March 14, 2011

T.V. Church. . .

As a child I used to watch a lot of TV. It seemed to me that when any character on television went to a church, it usually wasn't a church like the one where I went. Much of the time, the church portrayed on the small screen was a Catholic one. Someone would walk into the church from off the city street in order to pray. I never went inside the church of my youth during the week.


I never saw priests out and about when I was growing up. Ever. But I saw them on TV all the time. So, the church I saw on TV didn’t exactly match the one I saw on Sundays, and I used to wonder why. My minister wore a suit to preach in, but the priests wore a funny white collar. Joppa Community church was pretty plain inside, with paneled walls, and a plain wooden cross on the wall behind the pulpit. The churches on TV were usually dark, ornate and big. (Sometimes, if a plainer church was portrayed on TV, it probably didn’t get my attention as much.) The images of the statues and ornamentation in churches on TV made the Catholic Church seem exotic, and probably contributed to my wanting, secretly, to be Catholic. I had the feeling that I was missing something, even though I didn’t think about it too deeply as a child.
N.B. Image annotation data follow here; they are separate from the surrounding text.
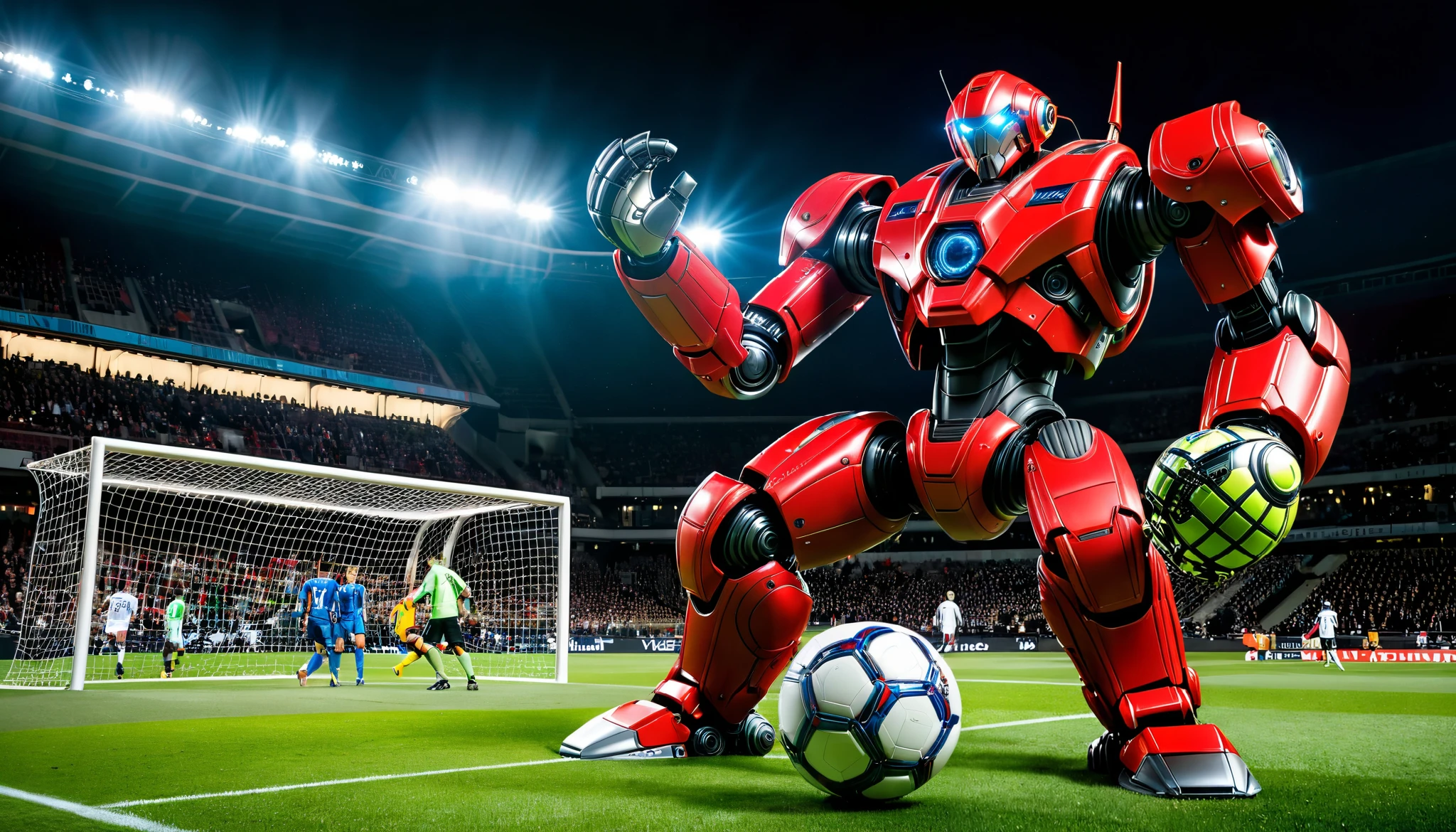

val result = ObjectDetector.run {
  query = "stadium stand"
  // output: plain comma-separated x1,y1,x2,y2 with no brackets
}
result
803,557,1045,635
0,352,505,485
1224,549,1299,632
571,555,687,636
0,223,68,315
1280,546,1456,634
0,522,32,629
0,225,441,385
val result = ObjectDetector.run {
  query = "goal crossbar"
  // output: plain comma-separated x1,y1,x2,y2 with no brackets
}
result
6,437,571,690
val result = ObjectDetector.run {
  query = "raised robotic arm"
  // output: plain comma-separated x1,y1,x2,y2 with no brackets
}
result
1147,102,1349,482
587,132,896,399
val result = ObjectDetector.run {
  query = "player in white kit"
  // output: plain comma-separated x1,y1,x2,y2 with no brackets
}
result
1305,600,1345,671
102,580,139,679
935,592,964,650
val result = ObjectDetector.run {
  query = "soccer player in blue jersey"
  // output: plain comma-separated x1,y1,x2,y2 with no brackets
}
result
299,561,339,688
333,567,368,685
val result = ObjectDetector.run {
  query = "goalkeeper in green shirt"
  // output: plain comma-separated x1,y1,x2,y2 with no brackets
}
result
161,589,186,679
407,555,481,690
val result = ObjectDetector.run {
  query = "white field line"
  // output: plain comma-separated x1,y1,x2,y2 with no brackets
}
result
91,714,1092,823
961,714,1095,732
0,785,191,832
957,679,1082,688
102,756,572,809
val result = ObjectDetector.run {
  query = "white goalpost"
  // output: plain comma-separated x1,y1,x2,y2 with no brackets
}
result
3,437,571,690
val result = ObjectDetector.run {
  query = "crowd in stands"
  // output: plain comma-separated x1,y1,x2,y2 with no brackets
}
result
803,557,1045,634
0,357,505,485
0,523,32,631
0,221,441,385
0,231,70,315
574,421,793,485
1280,546,1456,634
1223,549,1300,632
1296,479,1456,526
571,554,687,635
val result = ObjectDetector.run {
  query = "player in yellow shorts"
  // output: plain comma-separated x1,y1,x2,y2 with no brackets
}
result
389,594,419,676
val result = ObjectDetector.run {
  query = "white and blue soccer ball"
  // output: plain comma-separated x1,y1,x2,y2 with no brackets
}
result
779,622,961,800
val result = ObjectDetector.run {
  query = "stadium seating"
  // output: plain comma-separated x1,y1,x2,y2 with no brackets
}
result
0,226,441,385
0,523,31,629
571,555,687,635
0,358,505,485
0,226,70,315
1280,546,1456,634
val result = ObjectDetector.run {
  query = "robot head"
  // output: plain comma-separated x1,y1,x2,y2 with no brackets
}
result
945,70,1057,182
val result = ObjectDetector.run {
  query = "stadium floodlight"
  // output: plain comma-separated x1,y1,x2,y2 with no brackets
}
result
227,124,264,143
289,139,319,161
0,53,55,79
121,89,176,115
4,437,571,690
683,226,724,249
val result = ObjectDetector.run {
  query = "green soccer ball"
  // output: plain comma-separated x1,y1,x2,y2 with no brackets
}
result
1143,425,1303,580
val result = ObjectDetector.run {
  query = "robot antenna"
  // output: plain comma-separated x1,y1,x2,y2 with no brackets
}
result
1106,61,1123,142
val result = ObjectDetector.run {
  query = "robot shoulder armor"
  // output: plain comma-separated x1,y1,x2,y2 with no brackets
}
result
779,174,900,265
1002,142,1139,210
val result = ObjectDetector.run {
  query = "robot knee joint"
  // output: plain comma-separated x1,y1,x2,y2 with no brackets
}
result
714,496,793,577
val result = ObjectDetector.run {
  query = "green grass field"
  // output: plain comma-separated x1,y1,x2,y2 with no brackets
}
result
0,654,1456,832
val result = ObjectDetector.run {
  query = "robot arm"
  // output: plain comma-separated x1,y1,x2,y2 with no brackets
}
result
587,132,896,399
1149,102,1349,482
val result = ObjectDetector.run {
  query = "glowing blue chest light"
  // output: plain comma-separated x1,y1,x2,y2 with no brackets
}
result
931,226,985,279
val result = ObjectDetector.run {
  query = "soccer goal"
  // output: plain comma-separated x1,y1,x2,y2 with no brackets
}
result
4,437,571,690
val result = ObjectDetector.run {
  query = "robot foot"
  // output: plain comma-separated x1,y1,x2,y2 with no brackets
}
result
559,700,775,759
557,700,690,759
1088,725,1263,799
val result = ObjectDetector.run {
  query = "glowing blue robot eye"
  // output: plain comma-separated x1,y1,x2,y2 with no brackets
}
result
931,226,985,279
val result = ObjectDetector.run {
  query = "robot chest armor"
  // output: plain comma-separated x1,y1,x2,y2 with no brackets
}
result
875,142,1146,373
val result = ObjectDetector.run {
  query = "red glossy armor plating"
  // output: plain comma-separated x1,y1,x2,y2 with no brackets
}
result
594,73,1349,786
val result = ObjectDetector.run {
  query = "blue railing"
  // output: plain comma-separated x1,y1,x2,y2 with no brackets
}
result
0,309,501,408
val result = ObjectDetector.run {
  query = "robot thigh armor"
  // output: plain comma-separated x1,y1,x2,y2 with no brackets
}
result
562,412,919,759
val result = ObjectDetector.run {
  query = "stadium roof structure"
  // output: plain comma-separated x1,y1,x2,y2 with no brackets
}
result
0,43,613,287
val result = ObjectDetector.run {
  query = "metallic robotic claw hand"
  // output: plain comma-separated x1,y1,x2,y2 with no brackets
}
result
587,132,697,258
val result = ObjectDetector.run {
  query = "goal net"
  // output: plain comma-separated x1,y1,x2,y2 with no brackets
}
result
4,437,571,689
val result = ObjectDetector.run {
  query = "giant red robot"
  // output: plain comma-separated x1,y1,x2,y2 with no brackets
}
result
560,67,1349,797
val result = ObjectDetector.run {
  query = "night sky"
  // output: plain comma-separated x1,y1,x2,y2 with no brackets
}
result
0,1,1456,412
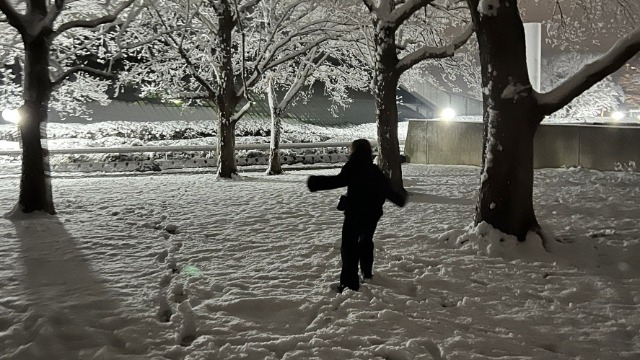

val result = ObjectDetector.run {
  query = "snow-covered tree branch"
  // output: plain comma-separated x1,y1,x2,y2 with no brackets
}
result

The church of my youth taught me that I didn’t need a visible sacred space to find Jesus. Jesus was in my heart, and I could just believe that he was. TV, on the other hand, is a visual medium so if a television character needs find a pastor, how do you show that on screen? You put the man in a visually recognizable collar, in a visually recognizable building with stained glass windows and big statues and long ornately- carved wooden pews.


And if a director of a television show needs to show a character praying, it is much more visually appealing to have him or her step into a large stone church rather than simply sit in a favorite easy chair and open a bible.


As I grew up, images of quiet, sacred spaces stuck in my mind, and I used to have a nagging fear that I was missing out on something holy.


And all this because I watched too much TV.